While most people do not often stop to consider what goes on underground, this is Groundwater Awareness Week, and officials are encouraging Missourians to take notice.

Missouri has more than 400,000 private drinking wells serving more than a quarter of the state's population, with most located south of the Missouri River. Officials encourage people to test their well water every year for common contaminants.

Jeff Wenzel, chief of the Bureau of Environmental Epidemiology for the Missouri Department of Health and Senior Services, said there are additional reasons to test your well water.

"Whenever there's a known problem with well water in your area, if you experience problems near your well like flooding or land disturbances," Wenzel recommended. "If you've replaced or repaired any part of your well system, or you've noticed a change in your water quality like the taste has changed, the color's changed or the odor's changed."

The Missouri State Public Health Laboratory tests private drinking water for both bacteria and chemical contamination.
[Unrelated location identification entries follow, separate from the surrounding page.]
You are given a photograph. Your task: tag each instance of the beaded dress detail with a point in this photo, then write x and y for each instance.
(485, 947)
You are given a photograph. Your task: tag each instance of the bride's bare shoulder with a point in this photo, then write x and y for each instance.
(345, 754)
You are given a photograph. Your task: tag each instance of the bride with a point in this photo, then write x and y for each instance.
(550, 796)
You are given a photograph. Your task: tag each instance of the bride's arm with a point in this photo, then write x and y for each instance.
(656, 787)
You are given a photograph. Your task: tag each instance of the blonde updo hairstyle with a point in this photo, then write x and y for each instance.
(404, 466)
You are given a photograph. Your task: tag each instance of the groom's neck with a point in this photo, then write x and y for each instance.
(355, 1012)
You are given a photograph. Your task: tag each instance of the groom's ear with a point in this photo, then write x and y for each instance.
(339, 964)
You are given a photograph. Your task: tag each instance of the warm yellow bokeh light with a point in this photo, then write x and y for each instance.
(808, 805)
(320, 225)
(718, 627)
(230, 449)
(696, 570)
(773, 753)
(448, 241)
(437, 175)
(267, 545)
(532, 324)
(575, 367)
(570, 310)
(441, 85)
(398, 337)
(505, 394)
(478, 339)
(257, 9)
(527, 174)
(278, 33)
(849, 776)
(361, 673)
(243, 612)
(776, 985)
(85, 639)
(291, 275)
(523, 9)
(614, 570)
Test kits are available from your local public health agency.

Well water testing can help detect naturally occurring contaminants such as bacteria or heavy metals found in rocks and soil. And groundwater can be affected by human activity with fertilizer and pesticides among the more commonly found chemical hazards.

News reports highlight industrial releases or spills affecting surface and groundwater, but Wenzel added even household chemicals can impact groundwater if used or disposed of improperly.

"Anything that you pour out on your land, any waste, any liquid can make its way down to that groundwater where you or someone is potentially drinking that," Wenzel pointed out.

Everyday products capable of polluting groundwater include obvious items like cleaning solvents, used paints, and motor oil, but also some soaps and detergents.